APTI Minta Pemerintah Batalkan Rencana Pembatasan Tar dan Nikotin Tembakau

Bupati Temanggung Agus Setyawan
Bupati Temanggung Agus Setyawan menyampaikan sambutan pada pertemuan petani tembakau di Temanggung, Selasa (14/4/2026). ANTARA/Heru Suyitno

IVOOX.id – Asosiasi Petani Tembakau Indonesia (APTI) minta pemerintah batalkan rencana pembatasan kadar tar dan nikotin dalam produk rokok yang tengah digodok pemerintah pusat, kebijakan tersebut dinilai berpotensi memukul sektor pertanian tembakau termasuk di Kabupaten Temanggung.

Ketua Dewan Pimpinan Pusat (DPP) APTIAgus Parmuji mengatakan, rencana pembatasan kadar tar maksimal 10 miligram dan nikotin 1 miligram dinilai tidak berpihak pada kondisi riil pertembakauan di Indonesia.

Menurut dia, jika aturan tersebut dipaksakan maka sentra-sentra tembakau nasional akan terdampak serius.

"Kalau ini diberlakukan, sentra tembakau di Jawa Tengah, Jawa Timur, NTB hingga Jawa Barat akan tergulung. Petani tidak bisa lagi memproduksi sesuai karakter tembakau yang ada," katanya di Bumi Makukuhan, Kecamatan Bulu, Temanggung, Selasa (14/4/2026), dikutip dari Antara.

Ia menilai, kebijakan tersebut tidak mempertimbangkan aspek budaya dan sejarah panjang pertembakauan di Indonesia.

Selain itu, aturan itu juga berpotensi mengancam mata pencaharian petani serta tenaga kerja yang bergantung pada sektor tembakau.

Ia menuturkan, APTI pun telah menyampaikan penolakan melalui berbagai forum. Termasuk rapat di kementerian dan surat resmi kepada Presiden RI. Pihaknya meminta pemerintah mengkaji ulang bahkan membatalkan rencana regulasi tersebut.

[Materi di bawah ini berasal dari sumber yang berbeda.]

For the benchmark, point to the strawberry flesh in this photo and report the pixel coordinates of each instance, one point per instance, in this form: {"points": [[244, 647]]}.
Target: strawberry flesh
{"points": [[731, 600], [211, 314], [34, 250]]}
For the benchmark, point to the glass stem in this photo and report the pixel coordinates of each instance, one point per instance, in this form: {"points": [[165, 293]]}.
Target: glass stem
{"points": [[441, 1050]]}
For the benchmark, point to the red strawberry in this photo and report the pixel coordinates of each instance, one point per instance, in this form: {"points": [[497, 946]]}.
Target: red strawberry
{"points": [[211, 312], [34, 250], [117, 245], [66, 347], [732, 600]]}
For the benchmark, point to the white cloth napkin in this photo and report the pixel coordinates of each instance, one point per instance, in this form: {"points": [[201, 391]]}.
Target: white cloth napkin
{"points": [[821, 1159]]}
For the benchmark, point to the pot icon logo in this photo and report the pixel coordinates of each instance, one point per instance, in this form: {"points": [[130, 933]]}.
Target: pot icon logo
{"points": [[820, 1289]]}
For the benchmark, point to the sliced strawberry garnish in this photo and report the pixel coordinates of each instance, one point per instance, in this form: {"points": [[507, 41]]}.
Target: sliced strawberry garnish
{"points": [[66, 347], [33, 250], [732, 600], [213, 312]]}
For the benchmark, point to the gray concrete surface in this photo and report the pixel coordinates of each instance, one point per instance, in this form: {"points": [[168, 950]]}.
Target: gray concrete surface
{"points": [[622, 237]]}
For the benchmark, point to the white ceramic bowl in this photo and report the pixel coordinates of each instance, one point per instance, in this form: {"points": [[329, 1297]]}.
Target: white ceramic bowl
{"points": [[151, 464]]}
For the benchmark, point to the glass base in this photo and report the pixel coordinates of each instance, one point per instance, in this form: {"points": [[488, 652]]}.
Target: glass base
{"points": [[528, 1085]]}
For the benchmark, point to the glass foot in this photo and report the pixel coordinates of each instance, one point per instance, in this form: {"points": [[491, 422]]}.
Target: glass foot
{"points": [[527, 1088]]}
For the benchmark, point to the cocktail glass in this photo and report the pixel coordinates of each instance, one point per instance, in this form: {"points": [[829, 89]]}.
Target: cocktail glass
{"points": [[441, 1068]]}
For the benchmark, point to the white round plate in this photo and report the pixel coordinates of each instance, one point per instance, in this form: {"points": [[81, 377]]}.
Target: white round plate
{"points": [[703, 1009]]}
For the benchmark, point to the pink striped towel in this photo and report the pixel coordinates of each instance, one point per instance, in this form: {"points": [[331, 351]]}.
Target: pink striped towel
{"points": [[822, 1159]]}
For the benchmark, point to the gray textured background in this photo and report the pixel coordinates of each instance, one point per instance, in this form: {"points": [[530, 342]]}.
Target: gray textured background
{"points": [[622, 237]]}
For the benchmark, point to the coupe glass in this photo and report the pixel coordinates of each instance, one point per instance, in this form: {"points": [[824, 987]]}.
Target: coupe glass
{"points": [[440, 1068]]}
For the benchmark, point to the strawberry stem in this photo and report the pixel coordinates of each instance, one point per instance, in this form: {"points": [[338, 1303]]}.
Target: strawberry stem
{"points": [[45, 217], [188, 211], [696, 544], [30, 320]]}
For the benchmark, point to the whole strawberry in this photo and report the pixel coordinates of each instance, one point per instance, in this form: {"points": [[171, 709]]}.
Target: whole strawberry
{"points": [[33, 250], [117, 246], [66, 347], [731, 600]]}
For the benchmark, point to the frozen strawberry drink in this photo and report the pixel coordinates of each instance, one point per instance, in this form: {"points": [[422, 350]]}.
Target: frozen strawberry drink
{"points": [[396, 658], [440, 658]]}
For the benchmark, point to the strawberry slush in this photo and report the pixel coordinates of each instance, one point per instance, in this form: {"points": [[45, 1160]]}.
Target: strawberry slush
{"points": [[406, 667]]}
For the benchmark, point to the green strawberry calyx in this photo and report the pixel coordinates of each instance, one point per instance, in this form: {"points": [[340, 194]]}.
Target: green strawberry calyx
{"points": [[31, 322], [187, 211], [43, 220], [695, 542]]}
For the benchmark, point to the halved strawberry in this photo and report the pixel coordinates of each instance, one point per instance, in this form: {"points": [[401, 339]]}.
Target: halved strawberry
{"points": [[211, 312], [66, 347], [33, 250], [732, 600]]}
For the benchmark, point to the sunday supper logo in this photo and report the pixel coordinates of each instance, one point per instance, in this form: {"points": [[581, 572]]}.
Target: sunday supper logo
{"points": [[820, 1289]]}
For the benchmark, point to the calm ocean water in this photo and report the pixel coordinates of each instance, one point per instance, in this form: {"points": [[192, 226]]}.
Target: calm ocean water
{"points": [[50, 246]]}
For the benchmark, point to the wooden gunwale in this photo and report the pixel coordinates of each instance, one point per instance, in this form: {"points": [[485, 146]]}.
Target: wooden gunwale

"Kami mengetuk hati Presiden agar melihat langsung dampaknya. Ini bukan hanya soal tembakau, tapi juga ekonomi, tenaga kerja, dan budaya," katanya.

Selain itu, APTI menyoroti tingginya impor tembakau yang dinilai sudah melebihi batas kewajaran. Saat ini impor tembakau mencapai lebih dari 140 ribu ton, sedangkan produksi dalam negeri sekitar 200 ribu ton.

"Kalau impor sudah lebih dari 50 persen, ini bentuk penjajahan ekonomi. Harus segera dibatasi," katanya.

Bupati Temanggung Agus Setyawan mendukung terhadap langkah APTI dalam menolak rencana pembatasan tersebut, kebijakan tersebut berpotensi mengancam keberlangsungan petani tembakau di daerahnya.

"Kalau itu terjadi, sangat membahayakan mata pencaharian petani. Apalagi kadar tar dan nikotin tembakau Temanggung memang di atas ketentuan yang sedang dibahas," katanya.

Pemkab Temanggung, katanya, telah mengirimkan surat resmi kepada kementerian terkait untuk meminta peninjauan ulang terhadap rancangan peraturan tersebut.

Selain itu, pihaknya juga akan menjalin komunikasi dengan sejumlah industri rokok di berbagai daerah seperti Kudus, Malang, dan Kediri untuk memastikan keberlanjutan penyerapan tembakau dari Temanggung.

"Kami berharap pabrik bisa kembali membeli langsung tembakau Temanggung agar pasar kembali bergairah," katanya.

Ia berharap, kebijakan yang diambil pemerintah pusat tetap mempertimbangkan keberlangsungan sektor pertanian tembakau. Termasuk tembakau di Kabupaten Temanggung yang menjadi salah satu penopang ekonomi daerah.